Here's An Unexpected Side Effect Of Shooting A Hallmark Christmas Movie

Hallmark Christmas movies, predictable down to the twinkling lights and smooches in the snow, have been the subject of countless spoofs — each riffing on their formulaic yet oddly-satisfying plots. In December 2017, "SNL" parodied Hallmark with a "Christmas Promo" starring James Franco as "young Santa." In 2021, comedians Rachel Dratch and Anna Gasteyer co-starred in "A Clüsterfünke Christmas," a feature-length caricature that honored all our favorite Hallmark Channel tropes. As noted by Forbes, the channel released 40 Christmas movies in 2021 alone, a significant increase since their "Countdown to Christmas" series first gained widespread popularity in 2010 (via Variety). These days, the Hallmark Channel has become must-watch television for Christmas enthusiasts.
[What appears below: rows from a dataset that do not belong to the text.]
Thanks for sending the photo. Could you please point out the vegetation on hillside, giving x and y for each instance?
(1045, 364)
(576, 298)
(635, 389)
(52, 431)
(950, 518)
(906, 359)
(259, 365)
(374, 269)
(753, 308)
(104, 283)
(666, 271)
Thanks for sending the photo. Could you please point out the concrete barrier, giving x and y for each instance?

According to Refinery29, the network repurposes the same 12 plots, including undercover royalty, opposites attract, and childhood sweethearts reconnecting, among others. Firefighters and threatening big businesses also make frequent appearances, sending the heroine on a dependable 90-minute character arc. Despite their predictability, some of these cheesy stories just might be worth your time — like 2017's "Christmas Getaway," which is one of Hallmark's most popular movies. But how does the channel film dozens of snow globe-esque scenes each year just in time for Christmas? The truth is far less chilly than you might think.
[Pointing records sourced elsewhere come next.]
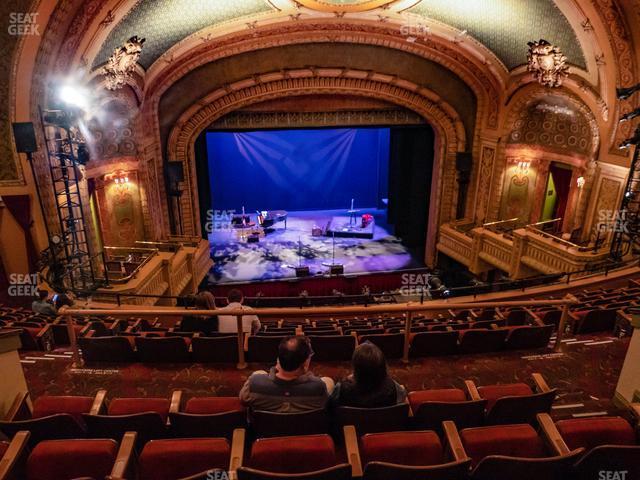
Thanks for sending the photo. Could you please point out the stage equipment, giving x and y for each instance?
(624, 93)
(547, 63)
(67, 153)
(122, 63)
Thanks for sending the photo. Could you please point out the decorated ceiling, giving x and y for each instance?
(503, 26)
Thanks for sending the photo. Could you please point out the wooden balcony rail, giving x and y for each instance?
(408, 310)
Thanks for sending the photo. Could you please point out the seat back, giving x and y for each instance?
(190, 425)
(149, 426)
(215, 350)
(597, 321)
(521, 338)
(446, 471)
(263, 348)
(162, 350)
(391, 344)
(333, 347)
(498, 467)
(611, 458)
(520, 409)
(54, 427)
(271, 424)
(339, 472)
(174, 459)
(482, 341)
(62, 459)
(106, 349)
(430, 415)
(300, 454)
(434, 343)
(372, 420)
Hallmark movies are filmed in the summertime

Even though Hallmark's Christmas movies are known for their snow-covered gazebos and fuzzy mittens, most of these picturesque holiday scenes are, believe it or not, shot in the summertime, according to Vox. Given this, actors experience the side effects of wearing winter clothes in July and August. "I've gotten used to being really hot and sweating in my boots," frequent Hallmark star Lacy Chabert told Insider

According to Michelle Vicary, an executive at Crown Media, Hallmark's official parent network, "We have continued every year to make an even deeper, concerted effort to make sure that everything looks Christmas" (via Vox). Producers ensure that "everything looks snowy and beautiful," even during the dog days of summer. That means covering green grass with lots and lots of fake snow and dressing up background actors in puffy coats. As actress Kellie Martin explained, "You wear hats and scarves, and you're sweating all the time."
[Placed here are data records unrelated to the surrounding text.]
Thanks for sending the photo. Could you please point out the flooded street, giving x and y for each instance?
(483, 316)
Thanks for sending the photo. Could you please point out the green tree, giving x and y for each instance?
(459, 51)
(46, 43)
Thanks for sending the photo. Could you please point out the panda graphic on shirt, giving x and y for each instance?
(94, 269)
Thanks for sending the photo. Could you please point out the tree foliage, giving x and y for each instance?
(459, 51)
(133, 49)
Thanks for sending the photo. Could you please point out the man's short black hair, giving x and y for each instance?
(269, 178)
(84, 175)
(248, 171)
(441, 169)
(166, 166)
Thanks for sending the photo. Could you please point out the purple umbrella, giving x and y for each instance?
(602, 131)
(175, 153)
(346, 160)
To make convincing snow, prop masters have been known to use everything from fire-retardant foam to crushed limestone (via Insider). Hallmark visual effects supervisor Luc Benning explained that faux snow for one film could cost up to $50,000 — a not-so-insignificant portion of each production's capped $2 million budget. Though fake blizzards might sometimes get a bit soapy — not a very festive prospect — the only thing viewers see is a picturesque, small town in December.

Hallmark keeps their recurring stars busy

If you've ever vaguely recognized an actor in a Hallmark movie, it's probably because you've seen them before ... likely in another Hallmark movie. As actress Kellie Martin told Vox, Hallmark executives "know their audience, and they are fiercely loyal to their audience, which is why they use all the same actors." Lacy Chabert, who previously starred in the 2004 film "Mean Girls," has been featured in 28 Hallmark movies since 2010 — with two more on the way in 2022 (via IMDb). Shooting happens over the span of 15 days, and during filming hours, cast members "eat, breath, and sleep the movie," Chabert explained to Insider. "It's intense," she said, but "They know what they are doing." 

In past years, Hallmark has faced criticism for its lack of diversity (via Forbes). According to The Hollywood Reporter, of the 24 Christmas movies the channel released in 2019, only four featured Black leads. In the years since, the studio has reportedly been working on improving representation. In 2020, Hallmark released "​​The Christmas House" — its first movie featuring a queer couple.